La Grande-Bretagne et l'Union: toujours la même passion.

Anne Blanpain
Anne Blanpain - © RTBF

Je ne voudrais pas me mêler de ce qui ne me regarde pas, mais il me semble que les eurosceptiques britanniques font un mauvais procès à leur Premier ministre. David Cameron serait donc un vendu à l'Union européenne, qui n'ose pas la quitter et qui lui passe tous ses caprices. Moi si j'étais eurosceptique britannique, je laisserais David Cameron continuer ce qu'il fait très bien actuellement, c'est à dire, pourrir l'Union de l'intérieur

Exemple le plus récent: 11 pays au moins sont prêts à mettre en place une taxe sur les transactions financières sans attendre les états qui n'en veulent pas. La Grande-Bretagne, toujours très polie, explique qu'elle ne veut pas de cette horrible taxe chez elle mais que les autres font ce qu'ils veulent. Les Européens se disent que tout de même, ces Britanniques, ils sont cool, ouverts, constructifs.

Sauf que ... selon la Commission, cette taxe appliquée dans quelques états ne pose aucun souci au sacro-saint marché unique. "Pas de souci, pas de souci" s'énerve la Grande-Bretagne, "c'est vite dit, je veux une étude beaucoup plus poussée sur la question". Et voilà notre taxe sur les transactions financières peut-être repoussée d'autant.

La Grande-Bretagne ne l'a jamais caché, elle ne veut pas intégrer une Europe plus politique mais elle ne veut pas non plus que cette Europe plus politique se développe sans elle. Outre ce dossier de la taxe, on peut aussi rappeler que la Grande-Bretagne ne veut pas de l'euro mais pleurniche pour assister aux réunions des pays qui partagent la monnaie unique.

 

Sentiments mitigés chez les autres

Sur la taxe et sur la participation britannique aux réunions de l'Eurogroup, clairement ça agace les autres qui ne veulent pas se laisser faire. Mais parfois, les autres s'arrangent de l'attitude de Londres.
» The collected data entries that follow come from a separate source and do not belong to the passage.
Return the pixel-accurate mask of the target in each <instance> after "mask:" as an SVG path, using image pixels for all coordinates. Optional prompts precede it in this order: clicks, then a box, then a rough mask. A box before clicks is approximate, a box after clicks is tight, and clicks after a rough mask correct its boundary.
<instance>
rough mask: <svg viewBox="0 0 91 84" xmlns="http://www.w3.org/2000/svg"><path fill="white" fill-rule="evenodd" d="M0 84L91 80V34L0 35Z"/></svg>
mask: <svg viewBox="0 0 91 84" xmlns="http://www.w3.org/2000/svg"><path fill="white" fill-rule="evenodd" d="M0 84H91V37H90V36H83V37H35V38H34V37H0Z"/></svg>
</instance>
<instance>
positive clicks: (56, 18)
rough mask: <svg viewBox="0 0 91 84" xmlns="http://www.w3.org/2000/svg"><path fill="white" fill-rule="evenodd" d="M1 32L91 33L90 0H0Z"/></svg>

Souvenez vous il y a plus d'un an, les 27 évoquaient un nouveau traité pour bétonner la discipline budgétaire. Mais certains s'inquiétaient, il faut 27 "oui" pour qu'un traité européen entre en vigueur, que se passerait il en cas de non? un nouveau psychodrame en pleine crise. Heureusement l'intransigeance de David Cameron a sauvé les Européens. Londres exigeait en échange de sa signature moins de régulation européenne des marchés financiers.

"Inacceptable" pour les autres qui ont donc décidé de se passer de la Grande-Bretagne. Voilà donc un nouveau traité, en dehors des clous européens, et donc on peut réinventer les règles de ratification: dès que 12 états l'auront ratifié, le texte entrera en vigueur dans ces pays, il n'y a plus de règle de l'unanimité. Les Européens rêvaient depuis longtemps de donner une leçon aux états qui négocient trop cher leur signature en bas d'un traité, David Cameron a été le bon prétexte même si ça ne pourra pas toujours se faire de cette manière.

Et puis il y a tous les pays qui aimeraient bien dire non à tel projet mais qui n'ont pas toujours envie de passer pour le méchant, alors eux sont ravis de voir la Grande-Bretagne, l'éternelle opposante, prendre la tête des anti-ceci ou anti-cela. Donc, je le répète aux eurosceptiques britanniques, David Cameron fait du bon boulot au sein de l'Union, et il montrera toute l'étendue de son talent la semaine prochaine lors du sommet consacré au budget des 7 prochaines années en fédérant parfaitement tous les radins de l'Union européenne.